Coaching and Coding

I've been coaching my daughter's soccer team for more 3 and a half years now - 7 seasons in total.

We're just hours away from her first first game for the fall season and I've been struck with an epiphany: coaching is very much like coding.

For the last month we've been hard at work making sure we cover the basic requirements, and wrap things up with test scenarios.

As we grew more confident that we'd covered the happy paths, we focused on edge cases and broadened our test suite.

We've made a lot of assumptions about the depths of what we should cover - but, given the set schedule and hard deadline, we did the best we could in the time we had.

And now, we're ready to deploy into production. Or...maybe we aren't ready and we'll find out.

But ultimately, as any good coder knows: if things fail, they should fail gracefully. When things go wrong, we'll be learn from it, build on the experience, and continue to iterate. We've set ourselves up to fail-forward.

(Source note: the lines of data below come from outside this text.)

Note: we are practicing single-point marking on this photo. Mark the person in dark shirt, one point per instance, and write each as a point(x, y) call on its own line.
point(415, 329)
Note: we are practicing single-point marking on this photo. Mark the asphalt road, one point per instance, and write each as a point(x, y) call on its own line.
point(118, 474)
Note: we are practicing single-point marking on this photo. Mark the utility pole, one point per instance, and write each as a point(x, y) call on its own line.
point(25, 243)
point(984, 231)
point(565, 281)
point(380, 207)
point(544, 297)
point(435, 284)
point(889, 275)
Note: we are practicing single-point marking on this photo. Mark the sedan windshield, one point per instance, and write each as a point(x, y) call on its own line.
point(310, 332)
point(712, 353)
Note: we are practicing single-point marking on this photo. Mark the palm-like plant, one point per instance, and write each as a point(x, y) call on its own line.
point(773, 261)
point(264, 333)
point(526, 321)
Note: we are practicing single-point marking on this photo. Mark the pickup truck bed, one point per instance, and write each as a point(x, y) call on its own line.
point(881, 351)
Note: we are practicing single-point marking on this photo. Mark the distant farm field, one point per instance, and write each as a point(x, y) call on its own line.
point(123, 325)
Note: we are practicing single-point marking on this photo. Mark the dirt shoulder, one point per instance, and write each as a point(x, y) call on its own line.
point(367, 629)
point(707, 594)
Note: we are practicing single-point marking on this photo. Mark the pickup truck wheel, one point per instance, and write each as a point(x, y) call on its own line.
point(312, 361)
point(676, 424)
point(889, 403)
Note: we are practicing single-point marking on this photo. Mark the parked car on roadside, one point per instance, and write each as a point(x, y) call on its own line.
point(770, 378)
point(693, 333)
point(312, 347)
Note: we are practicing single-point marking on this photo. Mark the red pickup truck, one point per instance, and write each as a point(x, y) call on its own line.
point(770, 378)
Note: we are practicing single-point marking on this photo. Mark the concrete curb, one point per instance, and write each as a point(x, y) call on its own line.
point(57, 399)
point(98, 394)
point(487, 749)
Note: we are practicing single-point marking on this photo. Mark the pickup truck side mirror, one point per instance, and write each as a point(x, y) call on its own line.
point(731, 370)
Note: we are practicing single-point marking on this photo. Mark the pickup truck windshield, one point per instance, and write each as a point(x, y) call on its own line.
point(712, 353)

The truth is, the first game is usually rough. For both sides, generally - but one side may struggle more. When they're young kids, it takes a moment to adjust from practice-mode to game-mode. One of my favorite moments as a coach is when you see things "click" for the team. All the drills, all the reminders about where to stand, where to run, when to communicate, what to communicate - suddenly make sense, and they start functioning as a collective, as a team.

Coaching isn't just like coding. It's like management too. In fact, any good manager should see themselves exactly as a coach. Your success as a coach is determined by the autonomy of your team during the game. 

If they're still looking to you for the basics, if you've failed.

If they're covering the basics, but you have to step in to help them adapt and adjust, you're doing ok - but you're still too invovled.

If they're covering the basics, adapting as needed, but you help coordinate - you're doing much better, but there's still work to be done.

When the team is covering the basics, adapting, and coordinating with each other - that's when you're successful. You've created a self-organizing team, and given them the tools to make you largely redundant. 

Redundancy isn't a bad thing. Redundancy means you've created capacity. Managers turn to leaders when when they start looking at how to use that capacity. What problems are tackled - and how do you address it such that you're building the same redundancy that creates more capacity.

Rinse and repeat.

I started this about the similarities between coaching and coding and turned this into a post about management, because at the root of all these is the same question: Are you focused on the superficial output (Winning games, writing amazing code, organizing a team) or are you focused on impactful outcomes (empowering team members, building the right product, making work easier)?